Anyway, what confuses me is how the seller was able to run the engine with no/little compression? Is that possible? If not, how could it lose compression just by sitting in my shed? Mantis has nothing to gain by telling me the engine is shot as thier repair price is $125 no matter what the repair is- so the less they have to do the more profitable they are. Something here does not make sense- any ideas?


----------



## pyro_maniac69 (Aug 12, 2007)

he either put oil in the cylinder to help it start, or the gas he had mixed was very rich to make up for the compression

and yes, you got boned, sorry to hear that, worse thing you can do is buy a 2-stroke motor without doing a compression test yourself


----------



## Docsab (May 6, 2009)

Well, not all is lost- I'll get a working Mantis with a guarantee for a total of$275- less than I would have paid for a new one.

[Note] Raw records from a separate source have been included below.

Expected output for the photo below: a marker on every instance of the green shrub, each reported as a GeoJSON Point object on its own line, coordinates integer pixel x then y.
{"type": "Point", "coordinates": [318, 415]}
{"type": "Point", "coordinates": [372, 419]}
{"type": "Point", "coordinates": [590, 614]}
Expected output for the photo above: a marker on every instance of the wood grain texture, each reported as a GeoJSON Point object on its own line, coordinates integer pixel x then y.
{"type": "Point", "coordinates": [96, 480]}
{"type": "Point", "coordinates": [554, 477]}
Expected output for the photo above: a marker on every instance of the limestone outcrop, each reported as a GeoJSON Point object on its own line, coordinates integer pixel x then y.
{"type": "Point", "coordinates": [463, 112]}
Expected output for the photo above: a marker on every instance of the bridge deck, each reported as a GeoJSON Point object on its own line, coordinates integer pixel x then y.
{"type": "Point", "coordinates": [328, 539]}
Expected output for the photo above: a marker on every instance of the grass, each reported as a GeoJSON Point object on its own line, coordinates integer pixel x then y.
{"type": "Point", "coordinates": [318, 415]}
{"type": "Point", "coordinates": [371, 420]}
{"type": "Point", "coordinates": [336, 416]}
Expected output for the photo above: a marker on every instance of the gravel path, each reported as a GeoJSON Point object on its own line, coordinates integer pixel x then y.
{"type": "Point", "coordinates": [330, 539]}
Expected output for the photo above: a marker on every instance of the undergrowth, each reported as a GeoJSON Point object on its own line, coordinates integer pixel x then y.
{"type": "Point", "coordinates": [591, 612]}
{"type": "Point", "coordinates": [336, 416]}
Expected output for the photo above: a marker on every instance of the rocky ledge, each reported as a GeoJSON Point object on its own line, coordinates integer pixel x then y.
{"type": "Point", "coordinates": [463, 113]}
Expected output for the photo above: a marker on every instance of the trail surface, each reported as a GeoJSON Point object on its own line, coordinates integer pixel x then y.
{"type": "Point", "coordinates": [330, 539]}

I don't understand how some people can look you right in the eye as they rip you off- and still can sleep at night- I'll never understand that.

Live and learn. Good lesson this time. Thanks for the info!


----------



## 30yearTech (Sep 14, 2006)

It is possible that the piston ring may just have been stuck, and this can happen from just sitting up. Without taking a look into the cylinder and piston you will never know. Sometimes a little sea foam is all it takes to clear up a sticking ring.

Did the tech at the Mantis factory remove the muffler and inspect the piston and cylinder for any damage? or did they simply run a compression test and declare the engine shot!


----------



## Docsab (May 6, 2009)

That is a good question 30yT, unfortunately I am getting my info from my wife who took their call while I was at work, and she said the tech stated the engine was "irrepairable". I would believe the factory shop might be a little more thorough in their evaluation than just running the compression test, especially in view of the fact that they would be less profitable in replacing the engine vs cleaning a stuck ring(as I mentioned the repair fee is preset regardless of the work). However, I will be sure to ask them specifically when I pick up the tiller in a few days. To be honest, I wish I had spent more time working on it myself- I am not very knowledgable about 2 cycle engines but I could have learned more reading this forum and tried to troubleshoot it better but I panicked cause I needed to get my garden tilled and planted and didn't have the time to mess with it. It still surprises me that the tiller could have been started and ran smoothly at idle with little compression because of oil in the cylinder or a rich mix!


----------



## geogrubb (Jul 28, 2006)

When you pick up the tiller ask if you can have the old engine to use for for practice to learn to fix 2-cycle engines or whatever, if they say yes, you can find out the original problem, if not you know they didn't bother to check the motor and just offered the new engine, I have been told on several ocassions that Mantis is very good at taking care of their customers and would probably have given you a new tiller if you had been the original owner. Have a good one. Geo


----------



## Docsab (May 6, 2009)

Thanks Geo- good idea. In working with them, I got the feeling that if the problem was minor- they would have fixed it no charge whether it was under warranty or not. I also believe I am paying for this repair solely because I am not the original owner and was not in their database. I noticed that before anyone there answered any of my questions about pricing and repairs, they always checked that database first for my name!


----------



## walker1 (Apr 27, 2009)

Docsab said:


> Well, not all is lost- I'll get a working Mantis with a guarantee for a total of$275- less than I would have paid for a new one.
> 
> I don't understand how some people can look you right in the eye as they rip you off- and still can sleep at night- I'll never understand that.
> 
> Live and learn. Good lesson this time. Thanks for the info!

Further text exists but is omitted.